“Technologies like injection molding are not able to withstand these temperatures, while prepreg is not capable of achieving required high volumes,” says Mainka. “At the end of the day, everything comes down to reaching the volume that’s needed and implementing it in the plant without having any changes to the assembly line.”
As Shane Skop, SURF’s composites engineering manager, elaborates, “Typically with compression molding you’re working more with thermoset systems, so you’re getting higher temperature-rated materials, which can withstand automotive e-coat temperatures of nearly 400 degrees Fahrenheit. That’s a big advantage for compression molding over injection molding or thermoplastics. They have a lot of trouble getting through e-coat, which is a major hindrance to widespread adoption in the automotive industry.”
With support from SURF and its material supplier, IDI Composites, VWGoA developed a new Class A SMC and an advanced primer system. Mainka estimates that approximately half the component’s three-year development was spent creating the right material formula to achieve Class A requirements.
“The liftgates were shipped to our factory in Chattanooga, Tenn., and have been successfully painted using the paint line,” he adds. “That was a huge development from this project. We are able to run this component through the paint line like we can do with a steel part.”
Inside the Press
Mainka notes that SURF provides a unique opportunity for the industry to test new production methods in a setting that is very close to production ready. “Using this resource makes it possible to evaluate new production processes without interfering with current production in our plants,” he says. However, the team at SURF is constantly examining its processes to move composite manufacturing in new directions. This includes work to better understand the science behind material technologies.
“There isn’t a whole lot of dedicated science behind actually making a full-scale part,” says Skop, who previously worked for a Tier 1 supplier. “It’s a lot of getting the right ‘feel’ from the engineers in the plant. What we’re trying to do here is to bring it to more of a science than an art form.”
Today, Skop says, IACMI researchers are using SURF to remove some of the unknowns at play within the compression molding process. This work is meant to help engineers troubleshoot production in the event of material issues. “Every once in a while, you get things that just don’t make sense, where the material is not reacting how you think it should and there’s not a lot of data to explain it,” Skop says.
To this end, IACMI is working with researchers at Purdue University on a project to validate closed mold simulations to better understand what happens in the press and within tools as composite materials cure. The team runs an experiment on SURF’s small 75-ton compression molding equipment and then compares the data gleaned from that test to the simulations Purdue is running on the same tool geometry. In validating this part on a small scale, researchers can tailor the charge pattern on a full-size part to reduce weak areas when utilizing discontinuous fiber materials or create the best possible fit within the parameters of a manufacturable part.

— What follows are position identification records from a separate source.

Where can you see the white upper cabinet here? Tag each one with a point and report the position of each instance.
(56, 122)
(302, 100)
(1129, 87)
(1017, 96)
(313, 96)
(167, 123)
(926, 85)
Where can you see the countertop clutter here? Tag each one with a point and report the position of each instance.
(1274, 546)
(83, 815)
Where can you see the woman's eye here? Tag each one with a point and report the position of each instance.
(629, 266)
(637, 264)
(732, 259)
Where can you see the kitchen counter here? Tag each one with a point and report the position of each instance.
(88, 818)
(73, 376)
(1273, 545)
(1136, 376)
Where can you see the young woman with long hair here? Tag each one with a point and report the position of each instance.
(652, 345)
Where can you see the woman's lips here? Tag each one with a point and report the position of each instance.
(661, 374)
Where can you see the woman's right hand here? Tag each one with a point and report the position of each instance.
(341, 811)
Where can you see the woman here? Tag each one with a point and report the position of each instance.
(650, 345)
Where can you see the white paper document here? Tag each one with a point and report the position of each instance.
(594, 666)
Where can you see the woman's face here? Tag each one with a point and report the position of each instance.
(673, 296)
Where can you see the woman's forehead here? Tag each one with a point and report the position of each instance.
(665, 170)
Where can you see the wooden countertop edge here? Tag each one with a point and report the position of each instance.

“A lot of people see compression molding as you put some material in and it goes into a tool that’s like this ‘black box’ and then, poof, a part comes out,” Skop says. Understanding what happens to the material while in the tool has the potential to provide a lot of insight. If a material flows 10 inches versus 5 inches, how does that affect its strength? How does that affect its ability to be knit into another material?
“Once we have a better picture of what it looks like in the tool, we can start dialing in and optimizing parameters,” Skop says.

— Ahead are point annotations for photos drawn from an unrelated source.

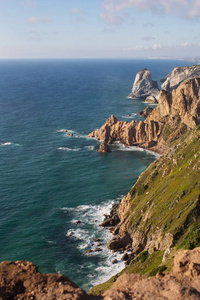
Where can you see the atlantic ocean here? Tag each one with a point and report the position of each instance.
(50, 173)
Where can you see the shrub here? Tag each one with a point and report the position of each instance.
(158, 269)
(142, 189)
(192, 239)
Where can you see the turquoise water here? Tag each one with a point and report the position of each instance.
(50, 179)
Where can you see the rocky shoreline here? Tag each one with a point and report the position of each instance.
(158, 217)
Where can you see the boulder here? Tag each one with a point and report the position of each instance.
(183, 282)
(144, 86)
(179, 75)
(151, 99)
(22, 280)
(104, 148)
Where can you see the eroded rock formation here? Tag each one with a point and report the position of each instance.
(104, 148)
(144, 86)
(22, 280)
(182, 283)
(179, 75)
(177, 109)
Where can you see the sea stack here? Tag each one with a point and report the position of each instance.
(104, 148)
(144, 86)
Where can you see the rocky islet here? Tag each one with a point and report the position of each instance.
(171, 128)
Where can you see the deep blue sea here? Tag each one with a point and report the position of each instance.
(48, 179)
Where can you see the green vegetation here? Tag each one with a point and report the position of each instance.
(192, 238)
(158, 269)
(100, 288)
(146, 266)
(169, 190)
(166, 197)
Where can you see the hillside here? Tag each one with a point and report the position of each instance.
(161, 213)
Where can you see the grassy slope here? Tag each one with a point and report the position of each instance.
(169, 191)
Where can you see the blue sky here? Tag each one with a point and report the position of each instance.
(99, 28)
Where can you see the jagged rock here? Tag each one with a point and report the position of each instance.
(182, 283)
(22, 280)
(118, 242)
(151, 99)
(88, 250)
(177, 108)
(179, 75)
(97, 249)
(125, 257)
(147, 111)
(183, 102)
(104, 148)
(144, 86)
(115, 261)
(97, 240)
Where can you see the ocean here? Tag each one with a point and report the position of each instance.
(50, 179)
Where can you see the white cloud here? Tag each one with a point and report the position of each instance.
(35, 20)
(27, 3)
(183, 8)
(76, 11)
(110, 18)
(77, 14)
(147, 38)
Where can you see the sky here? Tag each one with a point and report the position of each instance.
(99, 28)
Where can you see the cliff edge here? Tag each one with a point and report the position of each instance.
(22, 280)
(176, 112)
(179, 75)
(144, 86)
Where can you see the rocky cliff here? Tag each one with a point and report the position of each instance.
(176, 112)
(22, 280)
(161, 213)
(144, 86)
(179, 75)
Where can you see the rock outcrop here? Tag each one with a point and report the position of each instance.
(179, 75)
(144, 86)
(177, 110)
(182, 283)
(22, 280)
(104, 148)
(151, 99)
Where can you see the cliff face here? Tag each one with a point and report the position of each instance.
(165, 201)
(179, 75)
(21, 280)
(144, 86)
(176, 111)
(183, 282)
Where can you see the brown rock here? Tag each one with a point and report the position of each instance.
(22, 280)
(125, 256)
(98, 250)
(177, 109)
(115, 261)
(118, 242)
(151, 99)
(182, 283)
(104, 148)
(88, 250)
(97, 240)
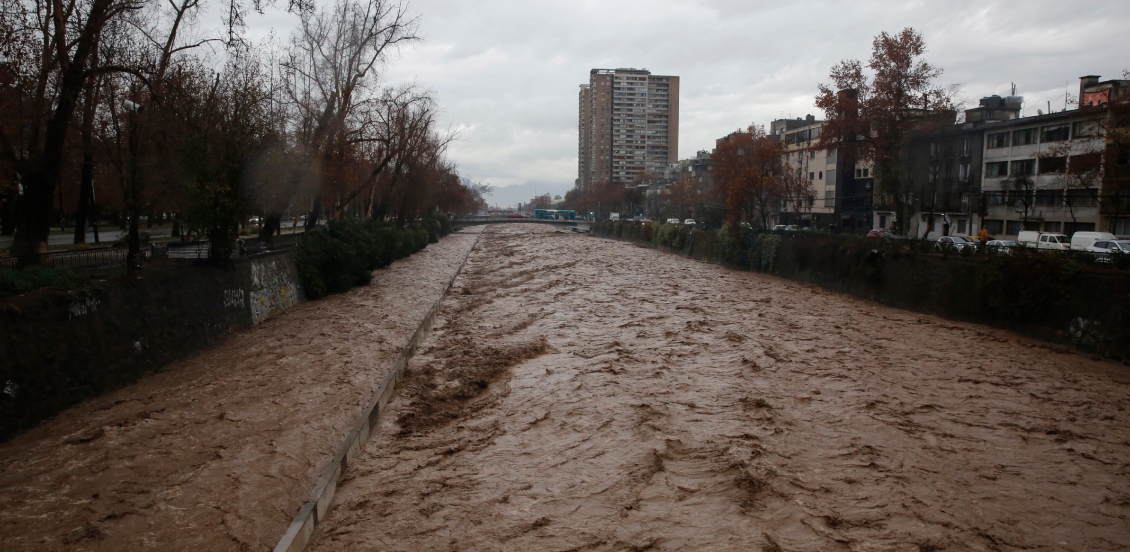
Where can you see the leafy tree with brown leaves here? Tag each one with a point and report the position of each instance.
(871, 112)
(750, 173)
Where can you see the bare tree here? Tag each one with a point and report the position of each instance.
(64, 36)
(331, 76)
(871, 117)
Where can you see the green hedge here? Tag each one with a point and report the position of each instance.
(15, 282)
(345, 252)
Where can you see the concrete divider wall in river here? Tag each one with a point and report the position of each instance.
(60, 347)
(1049, 296)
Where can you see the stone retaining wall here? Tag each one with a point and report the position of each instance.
(58, 348)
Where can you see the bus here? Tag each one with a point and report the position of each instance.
(555, 214)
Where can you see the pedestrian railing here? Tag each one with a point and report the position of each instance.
(95, 259)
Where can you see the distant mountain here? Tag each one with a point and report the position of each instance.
(522, 193)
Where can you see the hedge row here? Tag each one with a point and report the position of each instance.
(345, 252)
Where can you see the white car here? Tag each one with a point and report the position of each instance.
(1103, 249)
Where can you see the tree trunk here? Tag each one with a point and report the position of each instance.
(315, 213)
(272, 224)
(41, 179)
(86, 182)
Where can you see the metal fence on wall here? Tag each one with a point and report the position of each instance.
(96, 259)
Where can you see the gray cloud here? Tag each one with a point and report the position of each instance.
(506, 72)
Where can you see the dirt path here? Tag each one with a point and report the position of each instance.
(584, 394)
(218, 451)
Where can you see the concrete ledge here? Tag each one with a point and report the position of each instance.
(321, 499)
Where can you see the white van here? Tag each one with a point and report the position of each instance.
(1044, 241)
(1080, 240)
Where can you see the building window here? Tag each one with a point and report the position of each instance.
(1023, 167)
(1049, 198)
(1081, 198)
(997, 140)
(1085, 163)
(1086, 129)
(1024, 137)
(1054, 132)
(997, 169)
(1052, 165)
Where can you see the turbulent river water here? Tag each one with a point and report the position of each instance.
(585, 394)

The SURF technical team is in the early stages of working with colleagues at Purdue, along with Volkswagen and material suppliers, to develop insight into pressing parameters for a range of materials within a co-molding method. The goal is to determine how to maintain good interface strength and co-mingling properties of continuous materials with discontinuous materials.
As Skop explains, continuous fiber materials can provide significantly greater properties than discontinuous materials, but come with drawbacks in part design and consolidation. “We’re looking at how we can bring those two types of materials together – continuous and discontinuous – to achieve the design and molding flexibility of an SMC (discontinuous format), but utilize the strength of prepreg materials (continuous format) as well,” Skop says.
Future Innovation
With the Ford and VWGoA projects completed, SURF is ready to move forward. In July, the DOE Vehicle Technologies Office granted two $7.5 million awards, one to Ford and one to General Motors, both of which SURF will support. The Ford team, in collaboration with Oak Ridge National Laboratory, will develop multifunctional composite structures with electronics integration for cross car beam applications.

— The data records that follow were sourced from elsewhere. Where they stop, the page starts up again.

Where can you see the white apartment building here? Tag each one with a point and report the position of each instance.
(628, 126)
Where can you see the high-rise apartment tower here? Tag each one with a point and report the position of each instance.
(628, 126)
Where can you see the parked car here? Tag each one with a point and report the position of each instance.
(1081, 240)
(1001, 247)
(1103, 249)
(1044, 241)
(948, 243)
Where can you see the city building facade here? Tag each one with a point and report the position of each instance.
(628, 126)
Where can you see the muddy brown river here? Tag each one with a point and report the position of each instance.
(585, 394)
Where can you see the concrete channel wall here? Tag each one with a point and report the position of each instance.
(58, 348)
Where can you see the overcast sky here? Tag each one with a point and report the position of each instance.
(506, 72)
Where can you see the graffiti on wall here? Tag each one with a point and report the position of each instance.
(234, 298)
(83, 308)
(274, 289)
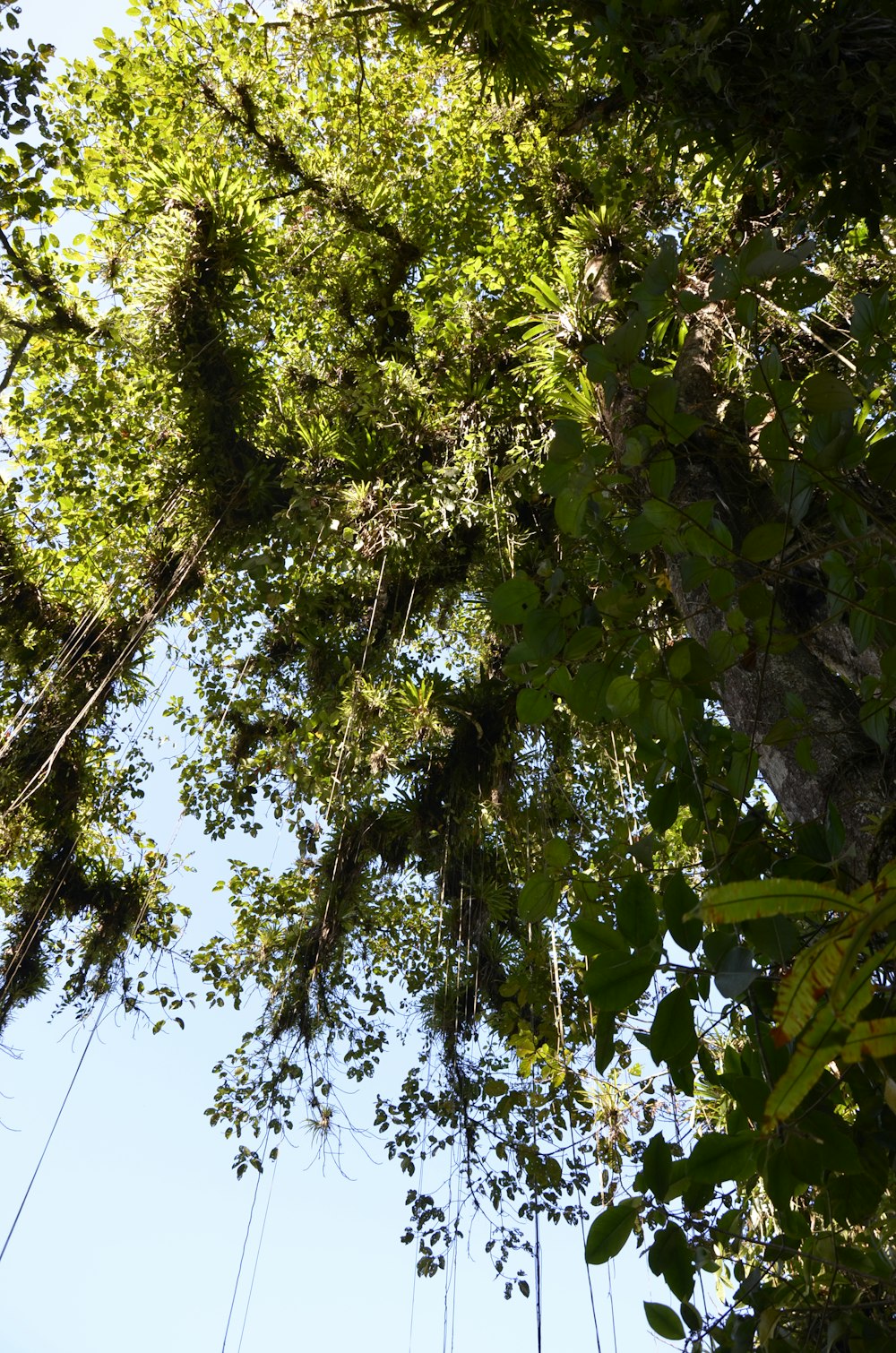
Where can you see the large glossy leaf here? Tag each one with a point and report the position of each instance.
(719, 1157)
(636, 912)
(672, 1257)
(758, 897)
(609, 1231)
(615, 981)
(673, 1038)
(663, 1321)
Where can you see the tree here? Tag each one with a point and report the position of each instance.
(495, 401)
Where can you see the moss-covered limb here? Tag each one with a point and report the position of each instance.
(246, 116)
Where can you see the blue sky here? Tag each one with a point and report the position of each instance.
(133, 1231)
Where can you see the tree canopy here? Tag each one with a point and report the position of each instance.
(495, 402)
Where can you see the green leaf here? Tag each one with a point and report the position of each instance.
(538, 897)
(680, 905)
(673, 1038)
(663, 1321)
(827, 394)
(670, 1257)
(765, 541)
(662, 808)
(655, 1172)
(615, 981)
(735, 973)
(623, 695)
(591, 935)
(719, 1157)
(533, 706)
(609, 1231)
(758, 897)
(821, 1045)
(512, 601)
(874, 1038)
(636, 912)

As Boeman points out, SURF’s work thus far has been driven by weight-saving benefits, but there’s tremendous opportunity for improving component multifunctionality. For instance, components such as liftgates and cross car beams can be embedded with sensors or wiring harnesses, which in turn support simplified assembly. “By the nature of molding with conformable materials, you have the ability to look at creative engineering solutions,” Boeman says.
The General Motors team will develop FRP composites for high-volume manufacturing of structural battery enclosures using compression molding technologies. Boeman points out that hybrid molding technologies – which might be hybridization with metal inserts within composites or of low-cost discontinuous products merged with continuous fiber inserts – also hold great promise.
SURF is also supporting companies like BASF in moving novel applications forward. “We have a lot of startups come to us that are interested in learning about composites or don’t have the equipment for development,” Skop says. It’s up to Skop and his team to help those companies identify – or create – the solutions that can achieve the desired performance requirements.